The Japanese stock exchange had a good run until 2016. Since the beginning of the year, foreign investors have been pulling their funds out of the country according to reports in Bloomberg. Anyone could have conflated the downturn since the beginning of the year with the general market rout in every stock exchange that took place since the beginning of the year. However, it seems that the Japanese economy is heading for another round of stagnation after a brief respite.
Data from Japan
According to the OECD, Japan currently holds a negative interest rate of -0.1%, with projected GDP growth rate of 0.5%. Additionally, the inflation rate in Japan is around 0.3%, and experts say the country is dangerously close to hitting deflation. This means that despite the best efforts of the government to stimulate the economy through negative interest rates, fiscal expansion and a series of structural reforms, success is out of sight.
The Yen
The Yen has also been strengthening of late, which could hurt the export oriented Japanese economy even more. After hovering close to 125 towards the middle of 2015, the USD is now trading below 108 Yen now. This means that Japanese exports are getting more expensive, which could hurt the profits of some of the leading companies that are listed in the Tokyo exchange.

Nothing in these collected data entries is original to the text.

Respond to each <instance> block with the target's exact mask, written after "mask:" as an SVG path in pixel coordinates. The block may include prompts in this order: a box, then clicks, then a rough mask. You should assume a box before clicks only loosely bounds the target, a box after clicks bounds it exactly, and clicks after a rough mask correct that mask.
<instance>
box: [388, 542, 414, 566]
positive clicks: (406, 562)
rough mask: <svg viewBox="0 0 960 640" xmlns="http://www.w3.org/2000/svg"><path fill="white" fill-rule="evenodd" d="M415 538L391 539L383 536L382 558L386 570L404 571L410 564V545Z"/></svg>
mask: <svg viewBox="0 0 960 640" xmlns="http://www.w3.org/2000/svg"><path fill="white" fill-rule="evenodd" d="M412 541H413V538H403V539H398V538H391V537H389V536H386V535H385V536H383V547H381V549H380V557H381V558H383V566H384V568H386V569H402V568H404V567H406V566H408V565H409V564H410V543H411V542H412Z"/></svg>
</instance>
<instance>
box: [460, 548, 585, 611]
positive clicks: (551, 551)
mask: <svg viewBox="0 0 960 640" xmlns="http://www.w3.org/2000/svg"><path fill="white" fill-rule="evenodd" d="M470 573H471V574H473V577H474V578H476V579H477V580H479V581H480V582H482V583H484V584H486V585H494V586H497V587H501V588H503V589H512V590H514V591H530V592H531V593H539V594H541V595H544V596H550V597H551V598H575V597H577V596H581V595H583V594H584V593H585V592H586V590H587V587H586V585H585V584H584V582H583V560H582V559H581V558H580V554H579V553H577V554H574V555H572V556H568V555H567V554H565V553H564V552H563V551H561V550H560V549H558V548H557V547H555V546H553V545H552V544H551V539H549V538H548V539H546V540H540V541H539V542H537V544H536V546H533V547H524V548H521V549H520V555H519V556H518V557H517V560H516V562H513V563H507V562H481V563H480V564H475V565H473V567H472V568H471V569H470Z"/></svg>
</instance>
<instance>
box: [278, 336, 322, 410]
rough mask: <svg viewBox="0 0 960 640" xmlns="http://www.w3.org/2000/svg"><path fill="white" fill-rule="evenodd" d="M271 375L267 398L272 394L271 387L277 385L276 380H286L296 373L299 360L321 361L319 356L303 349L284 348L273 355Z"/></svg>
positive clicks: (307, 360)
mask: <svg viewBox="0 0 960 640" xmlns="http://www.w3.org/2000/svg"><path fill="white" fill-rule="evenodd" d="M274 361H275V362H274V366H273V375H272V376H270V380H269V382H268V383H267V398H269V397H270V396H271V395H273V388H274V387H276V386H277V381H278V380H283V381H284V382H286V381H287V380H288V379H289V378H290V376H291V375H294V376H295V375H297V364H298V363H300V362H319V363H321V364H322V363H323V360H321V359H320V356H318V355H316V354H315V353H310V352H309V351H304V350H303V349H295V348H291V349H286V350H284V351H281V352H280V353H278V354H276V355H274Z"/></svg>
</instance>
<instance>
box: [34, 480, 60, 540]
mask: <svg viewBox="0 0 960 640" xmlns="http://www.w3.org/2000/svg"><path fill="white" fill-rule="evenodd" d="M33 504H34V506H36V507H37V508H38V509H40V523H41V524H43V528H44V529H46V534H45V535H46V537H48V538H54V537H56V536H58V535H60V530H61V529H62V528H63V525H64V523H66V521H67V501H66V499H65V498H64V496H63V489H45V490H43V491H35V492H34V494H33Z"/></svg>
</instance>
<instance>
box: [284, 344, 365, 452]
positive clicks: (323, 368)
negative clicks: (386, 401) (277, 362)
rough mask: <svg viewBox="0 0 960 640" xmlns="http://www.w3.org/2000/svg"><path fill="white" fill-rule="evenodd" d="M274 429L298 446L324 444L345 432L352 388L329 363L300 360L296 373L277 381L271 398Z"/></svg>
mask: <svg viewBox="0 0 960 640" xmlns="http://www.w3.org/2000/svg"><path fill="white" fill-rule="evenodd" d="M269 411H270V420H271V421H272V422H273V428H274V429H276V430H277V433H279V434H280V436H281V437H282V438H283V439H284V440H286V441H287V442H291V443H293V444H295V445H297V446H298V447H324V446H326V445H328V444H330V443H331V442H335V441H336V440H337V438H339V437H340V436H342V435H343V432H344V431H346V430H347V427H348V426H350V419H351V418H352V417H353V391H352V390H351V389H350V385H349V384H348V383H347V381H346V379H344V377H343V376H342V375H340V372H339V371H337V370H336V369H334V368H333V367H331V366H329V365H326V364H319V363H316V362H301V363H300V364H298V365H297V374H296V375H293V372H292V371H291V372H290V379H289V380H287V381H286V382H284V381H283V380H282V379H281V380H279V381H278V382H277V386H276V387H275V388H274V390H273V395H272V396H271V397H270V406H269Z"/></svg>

The strengthening of the Yen has taken place under unusual circumstances. Monetary policy divergence between the US and Japan should have allowed for the Yen to weaken even further. With negative rates in Japan and the Bank of Japan’s intent on monetary expansion, given that the Fed is raising interest rates on the greenback, it is clear that there are forces that are having a heavier influence on the Yen. Perhaps the Japanese government’s fiscal expansion is taking its toll on the Yen, given that generally increasing government expenditure raises the demand for the local currency – in this case the Yen – thus putting an upward pressure on its price.
Going Forward
Investors should be looking closely at the data from Japan in the following weeks and they should consider a bearish position on Japanese assets. The Yen may have a little more room for appreciation in the short term, however investors should be vigilant. Any drop in exports, or any further Fed rate hikes may cause the Yen to depreciate. This is why the fundamental analysis should be followed by a thorough technical analysis, while always keeping an eye on what the Fed, the BOJ and the Japanese government are planning.